Severe Renal Insufficiency: In clinical studies, patients with severe renal insufficiency (creatinine clearance <30 mL/min) demonstrated decreased plasma clearance of Aggrastat. The dosage of Aggrastat should be reduced in these patients (see Dosage & Administration).
Use in Children: Safety and effectiveness in children have not been established.
Use in the Elderly: In clinical studies the efficacy of Aggrastat in the elderly (≥65 years) was comparable to that seen in younger patients (<65 years). Elderly patients receiving Aggrastat with heparin or heparin alone had a higher incidence of bleeding complications than younger patients.
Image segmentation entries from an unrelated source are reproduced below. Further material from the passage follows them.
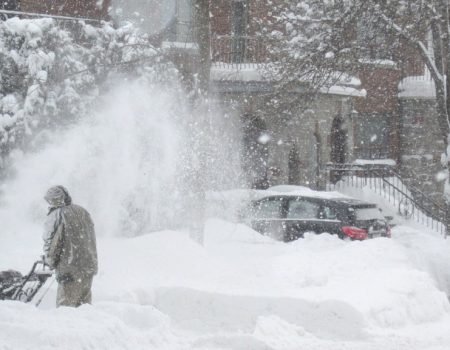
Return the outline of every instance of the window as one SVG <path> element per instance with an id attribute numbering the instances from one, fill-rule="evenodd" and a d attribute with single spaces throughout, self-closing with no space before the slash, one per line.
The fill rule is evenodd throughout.
<path id="1" fill-rule="evenodd" d="M 245 62 L 246 32 L 248 19 L 248 1 L 231 1 L 232 60 L 234 63 Z"/>
<path id="2" fill-rule="evenodd" d="M 355 118 L 356 156 L 361 159 L 389 158 L 389 115 L 362 114 Z"/>
<path id="3" fill-rule="evenodd" d="M 384 220 L 384 216 L 378 208 L 356 208 L 356 220 Z"/>
<path id="4" fill-rule="evenodd" d="M 319 205 L 304 199 L 289 202 L 288 219 L 317 219 Z"/>
<path id="5" fill-rule="evenodd" d="M 358 47 L 363 57 L 370 60 L 392 59 L 387 36 L 388 29 L 373 15 L 364 14 L 357 24 Z"/>
<path id="6" fill-rule="evenodd" d="M 8 11 L 20 11 L 20 1 L 19 0 L 0 0 L 0 9 Z M 0 20 L 7 20 L 15 15 L 5 15 L 0 14 Z"/>
<path id="7" fill-rule="evenodd" d="M 281 209 L 281 200 L 272 199 L 261 201 L 257 204 L 256 219 L 279 219 Z"/>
The incremental risk of bleeding in patients treated with Aggrastat in combination with heparin over the risk in patients treated with heparin alone was comparable regardless of age. The overall incidence of non-bleeding adverse events was higher in older patients (compared to younger patients); however, the incidence of non-bleeding adverse events in these patients was comparable between the Aggrastat with heparin and the heparin alone groups. No dose adjustment is recommended (see Other Patient Populations under Dosage & Administration).